I still need to figure out what I’m doing today, evaluate my progress toward goals, and take time to consider whether my work is meaningful and well-directed.

Common Pitfalls of Self-management

  • Ever-changing goals and deadlines
  • Frustration with lack of progress/wondering where all the time went
  • Thoughtless management of priorities
  • Failure to credit the work that’s done/overplanning for a day + disappointment when not all items are accomplished

Scrum for One

I began with the idea that I should check in with myself each day.

A typical approach might be to make a to-do list at the beginning of each day. But it occurred to me that if I held a daily check-in with a team I was managing, and all anybody said was their plans for the day, there would be something missing. Where’s the follow-up? What did you do yesterday? Is there any context missing– why are the same things on today’s list as yesterday’s? Has anything changed since the last meeting?

I decided to hold myself to the same standard as I would a team I was managing. So instead of just making a to-do list, I made a list like this:

Yesterday

  • What did I get done
  • Yesterday
  • That I can summarize
  • This morning?

Today

  • Specific, individual tasks
  • As distinguished from
  • Any similar tasks yesterday
  • E.g. “code this app’s database”
  • Should look like “ran into this issue with this database” in Yesterday
  • And “Explore this alternative database approach” in Today

Concerns

  • A section I initially hesitated to add
  • Because, don’t I know what blocks my work?
  • In a team setting, I wanted teammates to understand the impact their work had on other team members
  • In a solo setting, I learned
  • “Concerns” is a good place to note which items are high priority
  • To acknowledge what I’ve been putting off and why
  • And to add context like “didn’t get enough sleep” or “that looks like too many items on the Today list”

So far, I find this a very helpful practice.

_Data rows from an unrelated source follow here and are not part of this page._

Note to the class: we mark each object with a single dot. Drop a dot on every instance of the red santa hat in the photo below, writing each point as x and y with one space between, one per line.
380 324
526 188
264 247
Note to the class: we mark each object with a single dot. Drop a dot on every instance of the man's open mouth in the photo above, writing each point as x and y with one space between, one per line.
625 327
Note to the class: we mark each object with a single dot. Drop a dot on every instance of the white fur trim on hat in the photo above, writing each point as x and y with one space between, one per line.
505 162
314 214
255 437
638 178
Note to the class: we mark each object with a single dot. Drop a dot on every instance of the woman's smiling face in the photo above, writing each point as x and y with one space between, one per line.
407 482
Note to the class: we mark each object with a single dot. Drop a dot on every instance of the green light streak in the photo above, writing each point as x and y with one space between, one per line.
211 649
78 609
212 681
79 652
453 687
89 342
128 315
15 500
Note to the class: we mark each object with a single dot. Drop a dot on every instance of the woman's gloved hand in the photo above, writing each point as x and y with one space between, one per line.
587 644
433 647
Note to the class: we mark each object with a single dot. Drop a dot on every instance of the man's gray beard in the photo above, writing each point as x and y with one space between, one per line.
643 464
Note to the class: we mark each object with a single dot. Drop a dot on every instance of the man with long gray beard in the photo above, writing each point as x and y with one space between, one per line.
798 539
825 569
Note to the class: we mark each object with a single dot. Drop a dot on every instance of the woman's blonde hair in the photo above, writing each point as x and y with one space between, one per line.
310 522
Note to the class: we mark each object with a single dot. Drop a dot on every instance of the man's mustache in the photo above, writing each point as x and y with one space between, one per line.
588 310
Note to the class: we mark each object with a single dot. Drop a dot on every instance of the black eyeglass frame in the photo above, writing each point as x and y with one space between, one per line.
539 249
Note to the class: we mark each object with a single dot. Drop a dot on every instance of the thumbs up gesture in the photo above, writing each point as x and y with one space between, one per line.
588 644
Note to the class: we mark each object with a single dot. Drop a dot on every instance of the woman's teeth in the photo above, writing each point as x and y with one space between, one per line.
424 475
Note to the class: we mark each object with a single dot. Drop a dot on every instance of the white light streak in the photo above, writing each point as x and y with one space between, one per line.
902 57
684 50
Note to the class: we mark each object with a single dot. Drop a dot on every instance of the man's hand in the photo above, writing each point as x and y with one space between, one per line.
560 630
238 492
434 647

Specifically:

  • I take time each morning to understand my priorities for the day
  • I know exactly what I chose to do with my time (and how it differs from the expectations I set for myself)

For “Today”, a good way to frame the prompt is: “What will make me proud of myself by the end of the day?”

Think, Do, Reflect

I’m giving this a shot for now. In my previous post, I talked about framing check-ins for multiple timescales, but I don’t want to over-manage myself– so this self-scrum is the first experiment.

I plan to reflect on this process, iterate as I go, and write a follow-up once I’ve been trying it for a while.

Let me know if you try self-scrum, and how it goes!